Even deeper, though, was the feeling of unity I had felt my first week in Germany, most evident at the various kitchen tables of the siblings of the Söder family as I “broke bread” with them in my broken German. The unity of German family life was impressed upon me when Miriam simply celebrated her 16th birthday amongst her extended family in the town where she, too, had grown up; any American girl celebrating her “sweet sixteen” would normally want a party with a host of her friends, unburdened by as few “un-cool” relatives as possible, and most definitely would not want to spend any part of it driving to the airport to pick up a priest from a foreign country!

This was no return to Eden, however. I also saw how difficult unity can be to achieve and how easily it can get lost in a sinful world. There were minor conflicts in our small groups over where to go, what to do, and how to find edible “real American” food! Several times, I felt embarrassed by the boisterous singing by our group, wondering if other pilgrims might be put off by us “loud Americans”; and on one occasion I did my best to apologize to the wait staff at our hotel for one young man who was so loud and obnoxious that the waitress thought he was choking or having a seizure at the dinner table!
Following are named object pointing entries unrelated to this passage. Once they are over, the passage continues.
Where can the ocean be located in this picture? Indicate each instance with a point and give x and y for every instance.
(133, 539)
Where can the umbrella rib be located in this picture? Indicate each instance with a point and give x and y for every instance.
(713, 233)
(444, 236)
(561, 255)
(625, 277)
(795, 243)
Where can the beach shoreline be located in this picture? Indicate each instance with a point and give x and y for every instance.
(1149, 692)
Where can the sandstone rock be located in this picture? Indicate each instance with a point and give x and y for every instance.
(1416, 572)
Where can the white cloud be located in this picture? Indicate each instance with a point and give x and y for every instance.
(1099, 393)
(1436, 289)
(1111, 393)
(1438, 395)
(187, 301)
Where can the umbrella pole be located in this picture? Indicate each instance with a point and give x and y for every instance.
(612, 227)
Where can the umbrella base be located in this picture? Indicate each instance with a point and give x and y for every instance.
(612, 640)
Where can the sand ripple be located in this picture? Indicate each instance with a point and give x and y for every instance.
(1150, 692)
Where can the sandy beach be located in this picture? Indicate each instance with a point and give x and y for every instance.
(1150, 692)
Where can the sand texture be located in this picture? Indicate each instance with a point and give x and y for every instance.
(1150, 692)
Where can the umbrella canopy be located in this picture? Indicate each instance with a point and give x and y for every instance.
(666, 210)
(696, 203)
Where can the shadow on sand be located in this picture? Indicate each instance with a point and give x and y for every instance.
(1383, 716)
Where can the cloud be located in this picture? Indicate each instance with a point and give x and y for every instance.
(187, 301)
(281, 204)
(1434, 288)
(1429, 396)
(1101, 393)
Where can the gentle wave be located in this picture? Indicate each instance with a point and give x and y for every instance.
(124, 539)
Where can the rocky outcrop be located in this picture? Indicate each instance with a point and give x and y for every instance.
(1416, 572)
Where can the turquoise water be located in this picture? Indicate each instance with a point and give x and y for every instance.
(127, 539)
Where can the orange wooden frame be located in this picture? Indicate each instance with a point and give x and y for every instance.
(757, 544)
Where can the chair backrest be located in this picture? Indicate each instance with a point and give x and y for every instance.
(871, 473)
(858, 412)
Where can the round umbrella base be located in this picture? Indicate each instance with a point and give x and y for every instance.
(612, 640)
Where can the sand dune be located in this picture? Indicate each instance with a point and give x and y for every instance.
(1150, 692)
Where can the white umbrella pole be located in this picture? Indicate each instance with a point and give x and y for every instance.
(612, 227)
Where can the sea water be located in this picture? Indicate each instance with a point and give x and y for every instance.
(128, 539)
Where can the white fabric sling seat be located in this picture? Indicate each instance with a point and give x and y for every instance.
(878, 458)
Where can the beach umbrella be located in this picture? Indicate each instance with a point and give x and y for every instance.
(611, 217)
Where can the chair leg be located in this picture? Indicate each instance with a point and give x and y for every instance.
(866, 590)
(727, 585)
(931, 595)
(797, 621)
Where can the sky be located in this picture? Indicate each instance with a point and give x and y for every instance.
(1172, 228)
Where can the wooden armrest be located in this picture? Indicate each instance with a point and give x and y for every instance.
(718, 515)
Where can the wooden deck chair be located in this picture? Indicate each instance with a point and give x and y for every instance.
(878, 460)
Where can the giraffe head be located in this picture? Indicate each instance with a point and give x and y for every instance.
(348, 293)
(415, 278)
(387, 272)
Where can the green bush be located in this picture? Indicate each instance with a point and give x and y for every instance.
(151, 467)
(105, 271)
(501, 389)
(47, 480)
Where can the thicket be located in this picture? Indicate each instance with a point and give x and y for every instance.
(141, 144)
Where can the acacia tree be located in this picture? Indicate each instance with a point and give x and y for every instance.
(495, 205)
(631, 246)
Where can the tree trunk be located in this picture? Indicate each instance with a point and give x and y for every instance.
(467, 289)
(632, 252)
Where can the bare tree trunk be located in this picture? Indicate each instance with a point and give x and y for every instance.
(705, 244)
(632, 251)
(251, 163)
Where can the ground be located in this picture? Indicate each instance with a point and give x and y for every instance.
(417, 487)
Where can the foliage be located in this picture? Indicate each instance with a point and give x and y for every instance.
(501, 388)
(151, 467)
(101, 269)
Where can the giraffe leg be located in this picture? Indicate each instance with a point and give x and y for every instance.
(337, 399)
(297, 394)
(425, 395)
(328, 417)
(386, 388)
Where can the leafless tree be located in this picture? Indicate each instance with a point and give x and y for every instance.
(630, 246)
And unity seemed almost oblivious to those frustrated pilgrims we saw pulling others off of the shuttle from the Marienfeld to make space for themselves after the closing Eucharist. After being formed into the mystical body of Christ sacramentally through the sharing of the one loaf, they had such selfish disregard for human dignity, as if Christ’s body had a cancer attacking itself.

With a day to reflect on all that had transpired, our group visited the cathedral in Brussels. It was there that I was moved to a new devotion to Saint Matthias, that one of the Twelve who replaced Judas. When in Houston, I noticed how much shortshrift the Twelve receive in church architecture, particularly the person of Matthias. Specifically, the church of Saint Therese of Lisieux by Memorial Park in Houston had twelve stainedglass windows depicting the “Twelve.” However, was Matthias represented? No, rather, it was the Eleven and Saint Paul. The cathedral in Brussels, however, showed me that this theological oddity goes back centuries—for there, in larger-than-life statues, were twelve of the apostles—also, the Eleven and Saint Paul. Saint Matthias, about whom we know very little save that he followed Jesus from the very beginning and witnessed the resurrected Christ, has seemed to fade into the obscurity from whence he came.


Father Christopher bumps into the youth of Saint Paul’s Church from Houston, Texas

So, on the plane ride back, I was struck by a desire to “try out” a new devotion to Saint Matthias; his absence in church architecture bespeaks of our loss of the symbol of the Eleven wanting to continue in that unity that Jesus brought to them in his ministry. As the plane landed in Boston, I could look out and see the blue sky dotted with clouds. The dark cloud of mourning the death of Edmund Söder under which I began this journey seemed to turn up a silver lining that was more silver and blue— for the clouds formed such an orderly checkered pattern against the blue sky of the summer evening that I thought I was seeing the Bavarian flag!! This flag, as Michael told me, symbolized the best weather for Bavarians—blue sky dotted with white clouds. And the skyline over Boston seemed to be “waving a flag” of reminiscence to let me know that I was bringing back more from Germany than I had taken with me. Allow me to simply close in prayer now as I did then:

Saint Matthias, pray for us, that we may be one, as our God is one, as you and the Eleven and the whole communion of saints are one. “Vielen Dank für den weißen und blauen Himmel, Edmund.” (Many thanks for the white and blue sky, Edmund.)

Oh, as to my initial musings— what is a pilgrimage all about—all I can conclude is this: the point of a pilgrimage is simply to take one.